# Opening a Deer processor



## RGRJN (Oct 1, 2012)

Where can a guy go to find the rules/regs on this ?

I have found that you need a Wildlife storage permit.

That you have to be a State inspected facility to do hogs, but that's about it.

I assume a business Lisc. in the County.

Just can't seem to find where it says something to the effect of, If you process deer for other folks for money, you fall under this Ga code, Dept of Agriculture/DNR whatever.

Thanks for the help.
Joe


----------



## PappyHoel (Oct 1, 2012)

Have you talked to an actual deer processor?  I would start there.


----------



## hornhunter44 (Oct 1, 2012)

Check with your county health department it may fall under their jurisdiction.


----------



## skiff23 (Oct 1, 2012)

I am doing it and the only permit I have to have here is the cold storage permit from the DNR. I have already checked with the Health inspector and there is no rules on it in my county. The only other thing I have to worry about is what I am doing with my by-products.
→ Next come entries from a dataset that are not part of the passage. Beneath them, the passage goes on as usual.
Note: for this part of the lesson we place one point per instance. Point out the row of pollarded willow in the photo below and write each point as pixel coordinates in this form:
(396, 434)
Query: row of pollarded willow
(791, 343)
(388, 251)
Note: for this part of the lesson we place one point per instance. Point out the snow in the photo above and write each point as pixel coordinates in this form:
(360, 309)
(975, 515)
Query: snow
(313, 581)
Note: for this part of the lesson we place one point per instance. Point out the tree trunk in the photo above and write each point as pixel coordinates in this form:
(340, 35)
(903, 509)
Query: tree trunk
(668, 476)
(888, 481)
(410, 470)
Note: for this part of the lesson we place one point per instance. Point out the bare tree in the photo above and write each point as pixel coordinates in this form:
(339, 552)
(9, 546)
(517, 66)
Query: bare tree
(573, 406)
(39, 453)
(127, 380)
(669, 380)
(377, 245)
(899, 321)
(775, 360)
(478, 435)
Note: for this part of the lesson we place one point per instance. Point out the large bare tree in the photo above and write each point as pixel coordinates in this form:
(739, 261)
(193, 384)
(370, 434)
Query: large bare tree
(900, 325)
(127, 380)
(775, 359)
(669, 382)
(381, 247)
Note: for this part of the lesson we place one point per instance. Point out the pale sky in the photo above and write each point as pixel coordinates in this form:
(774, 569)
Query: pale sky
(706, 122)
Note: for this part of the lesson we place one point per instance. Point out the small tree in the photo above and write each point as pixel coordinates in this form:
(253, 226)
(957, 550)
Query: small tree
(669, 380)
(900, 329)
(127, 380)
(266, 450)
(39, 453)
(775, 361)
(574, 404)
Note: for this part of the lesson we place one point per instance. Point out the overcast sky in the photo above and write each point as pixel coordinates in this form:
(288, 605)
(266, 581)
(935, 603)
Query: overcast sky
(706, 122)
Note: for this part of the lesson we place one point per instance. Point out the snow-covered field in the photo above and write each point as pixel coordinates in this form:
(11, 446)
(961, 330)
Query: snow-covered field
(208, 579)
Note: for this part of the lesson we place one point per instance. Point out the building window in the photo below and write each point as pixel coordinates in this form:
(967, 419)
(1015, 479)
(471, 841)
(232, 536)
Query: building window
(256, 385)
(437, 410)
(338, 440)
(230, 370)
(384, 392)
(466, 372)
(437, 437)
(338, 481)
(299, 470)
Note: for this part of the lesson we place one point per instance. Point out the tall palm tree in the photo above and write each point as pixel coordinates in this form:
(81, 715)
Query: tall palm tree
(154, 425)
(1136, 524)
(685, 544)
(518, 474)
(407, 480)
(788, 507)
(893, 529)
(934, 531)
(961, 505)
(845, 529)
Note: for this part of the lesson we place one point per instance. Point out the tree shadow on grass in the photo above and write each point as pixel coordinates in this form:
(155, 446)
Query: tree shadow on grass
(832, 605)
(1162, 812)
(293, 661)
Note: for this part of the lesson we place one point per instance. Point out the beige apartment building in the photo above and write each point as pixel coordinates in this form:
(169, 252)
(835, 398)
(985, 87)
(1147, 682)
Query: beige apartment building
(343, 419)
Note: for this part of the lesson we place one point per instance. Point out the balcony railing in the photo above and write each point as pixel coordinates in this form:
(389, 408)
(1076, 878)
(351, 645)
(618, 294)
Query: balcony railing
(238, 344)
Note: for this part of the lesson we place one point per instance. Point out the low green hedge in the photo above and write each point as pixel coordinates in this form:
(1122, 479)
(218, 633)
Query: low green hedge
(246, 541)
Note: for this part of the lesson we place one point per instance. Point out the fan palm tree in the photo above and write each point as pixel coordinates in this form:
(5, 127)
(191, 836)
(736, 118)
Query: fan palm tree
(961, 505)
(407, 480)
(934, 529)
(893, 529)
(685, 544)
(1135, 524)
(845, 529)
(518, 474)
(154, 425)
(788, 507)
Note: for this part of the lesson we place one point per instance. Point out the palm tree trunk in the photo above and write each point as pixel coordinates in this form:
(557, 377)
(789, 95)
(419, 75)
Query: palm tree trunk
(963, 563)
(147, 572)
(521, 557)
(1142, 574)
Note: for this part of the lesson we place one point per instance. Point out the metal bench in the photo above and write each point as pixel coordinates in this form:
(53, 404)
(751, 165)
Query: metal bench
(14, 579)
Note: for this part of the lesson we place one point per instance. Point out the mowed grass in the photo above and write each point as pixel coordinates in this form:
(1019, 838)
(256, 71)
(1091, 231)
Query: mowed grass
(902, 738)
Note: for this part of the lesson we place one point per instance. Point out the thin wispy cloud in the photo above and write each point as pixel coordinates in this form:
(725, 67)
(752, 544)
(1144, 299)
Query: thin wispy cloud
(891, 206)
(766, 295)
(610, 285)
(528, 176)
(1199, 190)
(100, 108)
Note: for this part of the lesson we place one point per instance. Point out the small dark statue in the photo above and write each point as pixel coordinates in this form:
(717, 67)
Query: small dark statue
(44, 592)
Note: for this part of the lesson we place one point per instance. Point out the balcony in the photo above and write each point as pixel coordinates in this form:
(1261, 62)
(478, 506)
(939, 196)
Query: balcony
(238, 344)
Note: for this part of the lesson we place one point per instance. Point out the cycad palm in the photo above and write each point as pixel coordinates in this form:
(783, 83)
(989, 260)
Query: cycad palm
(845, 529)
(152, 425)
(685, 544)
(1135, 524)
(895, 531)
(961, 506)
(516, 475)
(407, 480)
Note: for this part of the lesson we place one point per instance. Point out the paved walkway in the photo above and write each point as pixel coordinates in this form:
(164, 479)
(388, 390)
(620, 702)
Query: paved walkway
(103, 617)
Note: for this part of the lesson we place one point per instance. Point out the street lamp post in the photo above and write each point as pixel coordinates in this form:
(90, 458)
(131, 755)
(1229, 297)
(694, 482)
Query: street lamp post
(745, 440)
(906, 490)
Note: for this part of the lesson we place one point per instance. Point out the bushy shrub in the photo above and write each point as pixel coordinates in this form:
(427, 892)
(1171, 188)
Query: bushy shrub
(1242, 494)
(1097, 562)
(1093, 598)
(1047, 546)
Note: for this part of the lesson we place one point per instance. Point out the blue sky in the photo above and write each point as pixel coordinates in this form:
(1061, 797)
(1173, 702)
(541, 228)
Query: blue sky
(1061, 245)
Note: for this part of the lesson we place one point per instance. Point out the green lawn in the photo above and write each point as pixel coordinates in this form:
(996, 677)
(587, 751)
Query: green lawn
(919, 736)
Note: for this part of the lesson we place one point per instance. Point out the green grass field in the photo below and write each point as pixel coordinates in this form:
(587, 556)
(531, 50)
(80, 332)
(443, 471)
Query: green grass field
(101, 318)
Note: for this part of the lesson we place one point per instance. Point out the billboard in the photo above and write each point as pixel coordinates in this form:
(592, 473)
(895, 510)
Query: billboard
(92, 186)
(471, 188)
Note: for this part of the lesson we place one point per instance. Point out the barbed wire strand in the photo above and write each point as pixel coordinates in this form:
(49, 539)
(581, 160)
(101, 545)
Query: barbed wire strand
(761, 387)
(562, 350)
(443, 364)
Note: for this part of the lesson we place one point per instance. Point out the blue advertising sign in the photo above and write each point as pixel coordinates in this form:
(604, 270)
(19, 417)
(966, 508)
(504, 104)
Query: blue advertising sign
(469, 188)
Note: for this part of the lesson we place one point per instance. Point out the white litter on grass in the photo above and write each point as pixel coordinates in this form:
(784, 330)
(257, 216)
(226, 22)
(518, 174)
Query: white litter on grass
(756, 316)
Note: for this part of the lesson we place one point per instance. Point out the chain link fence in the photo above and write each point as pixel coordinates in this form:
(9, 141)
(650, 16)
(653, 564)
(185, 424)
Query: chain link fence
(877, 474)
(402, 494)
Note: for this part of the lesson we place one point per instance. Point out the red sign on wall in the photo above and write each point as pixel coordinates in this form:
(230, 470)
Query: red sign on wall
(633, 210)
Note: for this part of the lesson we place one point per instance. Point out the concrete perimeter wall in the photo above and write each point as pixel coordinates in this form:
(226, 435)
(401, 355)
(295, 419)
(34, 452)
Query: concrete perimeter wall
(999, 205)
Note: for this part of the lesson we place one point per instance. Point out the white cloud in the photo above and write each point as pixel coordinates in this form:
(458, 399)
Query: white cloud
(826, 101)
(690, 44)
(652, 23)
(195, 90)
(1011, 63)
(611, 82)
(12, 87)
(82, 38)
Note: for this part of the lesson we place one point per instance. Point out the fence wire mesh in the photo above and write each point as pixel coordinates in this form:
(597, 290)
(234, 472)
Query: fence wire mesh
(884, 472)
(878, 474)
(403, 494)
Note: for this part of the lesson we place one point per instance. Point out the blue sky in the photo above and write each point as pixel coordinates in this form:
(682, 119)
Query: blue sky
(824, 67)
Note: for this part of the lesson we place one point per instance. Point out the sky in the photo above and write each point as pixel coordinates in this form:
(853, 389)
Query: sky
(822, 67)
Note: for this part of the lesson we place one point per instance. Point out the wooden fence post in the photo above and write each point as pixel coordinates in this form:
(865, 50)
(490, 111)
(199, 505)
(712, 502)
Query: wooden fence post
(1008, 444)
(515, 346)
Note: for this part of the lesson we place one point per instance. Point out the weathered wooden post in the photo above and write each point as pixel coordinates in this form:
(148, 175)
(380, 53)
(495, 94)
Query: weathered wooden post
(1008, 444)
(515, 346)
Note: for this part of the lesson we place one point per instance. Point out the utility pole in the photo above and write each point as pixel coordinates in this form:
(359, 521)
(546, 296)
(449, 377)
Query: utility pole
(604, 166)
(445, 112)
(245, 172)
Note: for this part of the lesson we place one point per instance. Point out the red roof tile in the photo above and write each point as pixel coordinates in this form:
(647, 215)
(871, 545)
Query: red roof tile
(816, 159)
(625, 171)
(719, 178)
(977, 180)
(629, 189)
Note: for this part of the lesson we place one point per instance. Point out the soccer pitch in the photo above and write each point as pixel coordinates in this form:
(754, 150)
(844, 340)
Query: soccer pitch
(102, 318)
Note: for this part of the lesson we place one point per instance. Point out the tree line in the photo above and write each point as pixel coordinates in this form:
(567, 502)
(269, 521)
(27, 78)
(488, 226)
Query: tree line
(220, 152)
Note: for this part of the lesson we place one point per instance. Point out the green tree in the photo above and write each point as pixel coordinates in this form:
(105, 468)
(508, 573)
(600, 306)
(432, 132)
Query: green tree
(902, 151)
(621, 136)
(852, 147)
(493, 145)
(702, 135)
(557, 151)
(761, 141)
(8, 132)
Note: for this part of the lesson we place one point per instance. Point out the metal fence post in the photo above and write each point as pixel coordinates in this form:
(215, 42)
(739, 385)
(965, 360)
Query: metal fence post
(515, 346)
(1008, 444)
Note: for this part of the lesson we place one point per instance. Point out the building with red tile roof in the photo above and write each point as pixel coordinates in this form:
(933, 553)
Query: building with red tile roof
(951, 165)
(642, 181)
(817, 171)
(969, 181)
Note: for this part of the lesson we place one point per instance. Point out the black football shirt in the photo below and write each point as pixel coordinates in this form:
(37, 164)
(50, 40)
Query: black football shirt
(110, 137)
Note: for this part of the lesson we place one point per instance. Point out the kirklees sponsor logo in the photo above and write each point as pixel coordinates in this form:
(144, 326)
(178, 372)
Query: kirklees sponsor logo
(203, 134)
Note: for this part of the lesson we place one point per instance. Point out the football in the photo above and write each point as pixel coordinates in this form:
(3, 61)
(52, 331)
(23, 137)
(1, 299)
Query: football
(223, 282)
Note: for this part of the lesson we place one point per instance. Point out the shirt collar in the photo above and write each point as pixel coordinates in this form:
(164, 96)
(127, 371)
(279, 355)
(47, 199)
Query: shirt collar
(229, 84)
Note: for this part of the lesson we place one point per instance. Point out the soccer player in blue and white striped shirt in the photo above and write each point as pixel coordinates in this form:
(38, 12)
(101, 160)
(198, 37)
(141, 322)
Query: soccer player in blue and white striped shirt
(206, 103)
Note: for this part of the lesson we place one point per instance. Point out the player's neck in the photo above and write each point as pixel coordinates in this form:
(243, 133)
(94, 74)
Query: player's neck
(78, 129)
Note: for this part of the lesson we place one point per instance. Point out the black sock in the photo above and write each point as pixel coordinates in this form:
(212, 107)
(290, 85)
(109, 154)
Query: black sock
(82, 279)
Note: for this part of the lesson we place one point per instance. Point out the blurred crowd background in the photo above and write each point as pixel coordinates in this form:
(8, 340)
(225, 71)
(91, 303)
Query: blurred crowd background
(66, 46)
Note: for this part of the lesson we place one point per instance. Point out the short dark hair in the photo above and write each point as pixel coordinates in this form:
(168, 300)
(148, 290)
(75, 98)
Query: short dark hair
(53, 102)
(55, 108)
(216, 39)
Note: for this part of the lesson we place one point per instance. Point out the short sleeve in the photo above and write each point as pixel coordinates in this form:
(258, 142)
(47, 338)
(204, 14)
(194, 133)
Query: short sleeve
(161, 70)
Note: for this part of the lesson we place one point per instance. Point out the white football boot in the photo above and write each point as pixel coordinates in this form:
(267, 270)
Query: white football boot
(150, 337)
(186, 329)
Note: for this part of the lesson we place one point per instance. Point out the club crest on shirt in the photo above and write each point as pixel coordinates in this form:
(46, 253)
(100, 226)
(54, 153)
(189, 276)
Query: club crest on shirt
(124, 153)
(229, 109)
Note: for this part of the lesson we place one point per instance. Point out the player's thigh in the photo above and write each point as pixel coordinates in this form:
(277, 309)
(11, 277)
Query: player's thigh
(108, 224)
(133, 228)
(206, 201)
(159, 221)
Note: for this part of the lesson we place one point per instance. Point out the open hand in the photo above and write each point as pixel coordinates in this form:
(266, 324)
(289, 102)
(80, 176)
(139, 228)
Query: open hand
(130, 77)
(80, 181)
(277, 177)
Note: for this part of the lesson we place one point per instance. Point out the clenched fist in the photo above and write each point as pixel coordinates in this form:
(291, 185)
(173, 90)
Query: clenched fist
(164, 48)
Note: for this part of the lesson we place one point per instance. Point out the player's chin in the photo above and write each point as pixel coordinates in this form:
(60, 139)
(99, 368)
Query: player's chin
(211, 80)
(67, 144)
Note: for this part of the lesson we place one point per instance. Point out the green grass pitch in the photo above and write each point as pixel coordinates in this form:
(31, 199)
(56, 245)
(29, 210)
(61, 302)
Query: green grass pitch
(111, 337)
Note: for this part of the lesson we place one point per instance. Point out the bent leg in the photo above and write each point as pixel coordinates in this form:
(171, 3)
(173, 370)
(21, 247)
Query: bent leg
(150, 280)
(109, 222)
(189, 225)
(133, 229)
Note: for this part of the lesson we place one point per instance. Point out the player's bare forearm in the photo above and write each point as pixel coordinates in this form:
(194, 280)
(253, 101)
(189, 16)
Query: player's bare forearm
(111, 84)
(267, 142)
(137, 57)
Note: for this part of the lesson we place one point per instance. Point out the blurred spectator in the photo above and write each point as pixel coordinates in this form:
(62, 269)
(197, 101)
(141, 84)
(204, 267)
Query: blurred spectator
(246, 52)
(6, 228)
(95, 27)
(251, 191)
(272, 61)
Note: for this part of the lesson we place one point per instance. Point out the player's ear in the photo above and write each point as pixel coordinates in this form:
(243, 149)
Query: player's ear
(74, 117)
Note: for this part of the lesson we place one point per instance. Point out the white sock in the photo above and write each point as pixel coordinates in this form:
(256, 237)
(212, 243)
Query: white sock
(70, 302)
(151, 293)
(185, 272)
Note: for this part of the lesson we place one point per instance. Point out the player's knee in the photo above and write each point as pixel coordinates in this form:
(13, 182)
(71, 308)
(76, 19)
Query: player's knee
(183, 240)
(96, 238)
Dept of Ag will check on that.You can take them to an approvrd landfill or dig an approved pit by the Dept of Ag


----------



## RGRJN (Oct 1, 2012)

Thanks guys  !!!! I'm generally fairly good with Google but was struggling.

Joe


----------



## Throwback (Oct 1, 2012)

to add to what skiff said. 



> *27-1-20.  Additional powers of conservation rangers; functions of other agencies assigned to department *
> (snip)
> (9) To enter and inspect any commercial cold storage warehouse, ice house, locker plant, butcher shop, or other plant or building for the purpose of determining whether wildlife is being kept or stored therein in violation of the wildlife laws or regulations; and
> 
> ...


----------